Generating permutations of the input sequence using backtracking

Your logic seems has problem, as after addition of 1,2,3 in list and you are backtracking twice only as per recursion so 1 will always be part of your list.

In Backtracking,
1
1->2
1->2->3
Remove 3 as no further element
Remove 2 from temp list but after this permute 2,3 ->3,2 
There is no need to remove all elements in single iteration over all elements, 
you can try with 4 input [1,2,3,4], will be more clear as many permutations will be 
there after removal of 2 as 2->3->4, 2->4->3. 

Please find below alternate solution

public static void permutate() {
    int[] nums = new int[] { 1, 2, 3 };
    backTrack(nums, 0, nums.length - 1);
}

public static void backTrack(int[] str, int l, int r) {
   if (l == r) {
    System.out.print("\n");
    for (int ele : str) {
     System.out.print(ele);
    }
    } else {
        for (int i = l; i <= r; i++) {
            str = swap(str, l, i);
            backTrack(str, l + 1, r);
            str = swap(str, l, i);
        }
    }
}

public static int[] swap(int[] a, int i, int j) {
 int temp = a[i];
 a[i] = a[j];
 a[j] = temp;
 return a;
}

If needed you can collect all permutation is any of the collection for further use.

Well, I'll tried to explain this

private void backtrack(List<List<Integer>> list, List<Integer> tempList, int [] nums){
   if(tempList.size() == nums.length){
      list.add(new ArrayList<>(tempList));
   } else{
      for(int i = 0; i < nums.length; i++){ 
         if(tempList.contains(nums[i])) 
             continue;
         System.out.println("Adding: "+nums[i]);
         tempList.add(nums[i]);
         backtrack(list, tempList, nums);
         System.out.println("Removing: "+nums[i]);
         tempList.remove(tempList.size() - 1);
      }
   }
}

You start your backTracking, for each tab it's different recursion level, and each level has your own local variables (in this case 'i')

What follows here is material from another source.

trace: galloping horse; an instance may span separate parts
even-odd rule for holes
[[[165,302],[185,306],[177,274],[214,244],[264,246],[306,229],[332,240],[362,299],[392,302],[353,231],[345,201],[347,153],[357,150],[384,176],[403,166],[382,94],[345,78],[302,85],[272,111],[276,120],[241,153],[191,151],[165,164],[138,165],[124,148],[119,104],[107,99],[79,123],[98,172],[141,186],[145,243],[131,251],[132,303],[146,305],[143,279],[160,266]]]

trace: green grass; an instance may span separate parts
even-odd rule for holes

backtracking([empty list],[],[1,2,3])
   start for i = 0
   add to temp list nums[0] = 1
   call backtracking
   backtracking([],[1],[1,2,3])
      start for i = 0 // the other for it's waiting
      if(tempList.contains(nums[i])) //its true, then not add nums[0]
      now for i = 1
      add to temp list nums[1] = 2
      call backtracking
      backtracking([],[1,2],[1,2,3])
          start for i = 0 // the other two 'for' waiting
          if(tempList.contains(nums[i]))// true for nums[0],nums[1]
          now for i = 2
          add to temp list nums[2] = 3
          call backtracking
          backtracking([],[1,2,3],[1,2,3])
              if(tempList.size() == nums.length)//it's true
              //we have one permutation [1,2,3]
              //add templist in list
              finish this level of recursion, return to last level
          now for i = 3 then end recursion and remove
          tempList.remove(tempList.size() - 1);//after this templist = [1,2]
      now here the important part!!
      here remove again
      tempList.remove(tempList.size() - 1); // after this templist = [1]

      now i = 2 //see in this level before i = 1
      then the for continue
      add to temp list nums[2] = 3
      tempList = [1,3]//see that you first add 3 before delete 1
      call backtracking
      backtracking([],[1,3],[1,2,3])
          repeat process...
          here only we can add nums[1]
          add to temp list nums[1] = 2
          tempList = [1,3,2]
          call backtracking
          backtracking([],[1,3,2],[1,2,3])
              if(tempList.size() == nums.length)//it's true
              //we have other permutation [1,3,2]
              finish this level of recursion, return to last level
          i = 3 then end and delete '2' number
      i = 3 then end and delete '3' number
   now i = 2 // see this is the first recursion and templist = []
   add to temp list nums[1] = 2
   call backtracking
      backtracking([],[2,],[1,2,3]) // and you can continues the recursion.

I recommend use debug in netbeans or eclipse, You can see each level of recursion and see how it works.